4. Experimental Results
Experiments were conducted on several benchmark datasets, demonstrating the superior performance of Warm Diffusion compared to baseline models. Quantitative metrics such as FID, PSNR, and SSIM consistently showed improvements across various levels of blur and noise. Qualitative analysis further confirmed that the proposed model generates images with sharper details and fewer artifacts. The results below showcase the performance improvement.
The table below summarizes the quantitative performance of Warm Diffusion against leading baseline models across different degradation scenarios. We report Frechet Inception Distance (FID) for generative quality, and Peak Signal-to-Noise Ratio (PSNR) and Structural Similarity Index Measure (SSIM) for image restoration tasks. Lower FID scores indicate better generative quality, while higher PSNR and SSIM values indicate superior restoration performance. The 'Warm Diffusion' consistently achieves competitive or superior results, highlighting its effectiveness in handling blur-noise mixtures.

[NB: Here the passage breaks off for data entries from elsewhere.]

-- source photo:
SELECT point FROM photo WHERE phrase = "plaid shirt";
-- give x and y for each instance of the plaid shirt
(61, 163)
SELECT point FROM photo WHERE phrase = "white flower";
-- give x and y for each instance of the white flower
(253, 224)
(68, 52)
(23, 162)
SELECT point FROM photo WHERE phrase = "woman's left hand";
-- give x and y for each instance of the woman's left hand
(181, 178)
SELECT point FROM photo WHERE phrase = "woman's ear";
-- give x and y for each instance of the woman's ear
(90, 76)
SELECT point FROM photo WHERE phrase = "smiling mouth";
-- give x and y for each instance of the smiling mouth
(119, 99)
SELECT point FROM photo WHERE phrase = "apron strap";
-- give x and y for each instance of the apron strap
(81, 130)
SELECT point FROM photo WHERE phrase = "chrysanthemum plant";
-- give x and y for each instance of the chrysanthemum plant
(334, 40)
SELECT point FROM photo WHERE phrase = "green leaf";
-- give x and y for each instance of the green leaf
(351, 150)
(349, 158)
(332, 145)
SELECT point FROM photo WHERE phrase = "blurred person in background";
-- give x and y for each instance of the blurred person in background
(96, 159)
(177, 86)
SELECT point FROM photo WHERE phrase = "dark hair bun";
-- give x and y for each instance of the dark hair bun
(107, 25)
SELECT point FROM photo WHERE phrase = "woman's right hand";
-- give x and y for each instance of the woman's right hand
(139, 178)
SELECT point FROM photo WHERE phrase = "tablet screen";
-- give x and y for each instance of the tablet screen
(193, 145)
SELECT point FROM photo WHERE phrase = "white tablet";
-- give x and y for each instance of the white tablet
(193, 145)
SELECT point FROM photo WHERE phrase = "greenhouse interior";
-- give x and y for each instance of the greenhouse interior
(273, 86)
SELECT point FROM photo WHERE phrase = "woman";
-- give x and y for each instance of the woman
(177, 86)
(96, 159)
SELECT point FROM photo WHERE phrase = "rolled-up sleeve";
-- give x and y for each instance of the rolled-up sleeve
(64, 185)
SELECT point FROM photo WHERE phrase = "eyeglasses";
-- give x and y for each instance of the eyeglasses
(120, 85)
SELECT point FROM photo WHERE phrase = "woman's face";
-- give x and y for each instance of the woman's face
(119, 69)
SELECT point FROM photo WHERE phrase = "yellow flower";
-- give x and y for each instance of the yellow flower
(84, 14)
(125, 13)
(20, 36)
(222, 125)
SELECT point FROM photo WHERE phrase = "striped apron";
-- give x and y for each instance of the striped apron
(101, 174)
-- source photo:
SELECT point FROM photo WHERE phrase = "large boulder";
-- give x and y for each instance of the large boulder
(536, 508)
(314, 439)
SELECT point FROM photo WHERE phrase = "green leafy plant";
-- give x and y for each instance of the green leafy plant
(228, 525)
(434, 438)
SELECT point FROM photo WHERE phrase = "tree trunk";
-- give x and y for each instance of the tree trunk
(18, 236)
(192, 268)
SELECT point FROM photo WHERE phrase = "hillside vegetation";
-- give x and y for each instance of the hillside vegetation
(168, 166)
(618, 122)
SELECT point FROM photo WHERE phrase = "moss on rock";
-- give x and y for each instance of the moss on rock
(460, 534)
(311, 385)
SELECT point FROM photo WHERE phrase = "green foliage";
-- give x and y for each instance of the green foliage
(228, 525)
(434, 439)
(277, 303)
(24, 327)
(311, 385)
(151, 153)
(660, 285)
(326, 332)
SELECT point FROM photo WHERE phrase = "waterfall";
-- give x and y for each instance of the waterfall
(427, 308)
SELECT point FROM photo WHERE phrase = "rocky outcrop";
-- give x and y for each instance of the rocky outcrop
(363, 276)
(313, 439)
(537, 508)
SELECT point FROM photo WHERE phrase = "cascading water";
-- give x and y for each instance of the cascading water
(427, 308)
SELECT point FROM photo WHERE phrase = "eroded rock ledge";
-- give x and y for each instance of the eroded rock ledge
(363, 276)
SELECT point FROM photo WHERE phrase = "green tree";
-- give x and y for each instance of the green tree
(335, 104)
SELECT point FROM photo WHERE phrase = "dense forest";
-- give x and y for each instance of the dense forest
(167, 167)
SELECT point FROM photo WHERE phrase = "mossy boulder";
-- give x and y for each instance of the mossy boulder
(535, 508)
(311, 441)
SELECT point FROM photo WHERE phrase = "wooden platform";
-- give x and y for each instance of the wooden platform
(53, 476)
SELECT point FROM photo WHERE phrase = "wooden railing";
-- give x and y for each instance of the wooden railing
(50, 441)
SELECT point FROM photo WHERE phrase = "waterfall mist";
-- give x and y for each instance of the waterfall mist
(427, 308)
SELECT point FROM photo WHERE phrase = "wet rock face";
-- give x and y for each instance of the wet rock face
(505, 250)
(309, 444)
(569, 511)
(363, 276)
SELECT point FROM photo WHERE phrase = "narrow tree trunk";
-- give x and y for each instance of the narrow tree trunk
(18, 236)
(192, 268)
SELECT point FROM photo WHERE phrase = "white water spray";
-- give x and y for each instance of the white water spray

| Model | FID ↓ (Lower is Better) | PSNR ↑ (Higher is Better) | SSIM ↑ (Higher is Better) |
|---|---|---|---|
| DDPM Baseline | 28.5 | 25.1 | 0.78 |
| SGM Baseline | 26.2 | 26.5 | 0.81 |
| Deblur-Net | 30.1 | 24.8 | 0.77 |
| Warm Diffusion (Ours) | 22.3 | 28.9 | 0.85 |
5. Discussion
The results affirm that our Warm Diffusion model effectively addresses the challenges posed by blur-noise mixtures, leading to enhanced image generation and restoration capabilities. The improved performance can be attributed to the specialized degradation modeling and training strategy, which allows the model to learn a more comprehensive understanding of complex degradations. Future work will explore extending this framework to other types of degradations and real-world inverse problems, further solidifying its utility in diverse applications.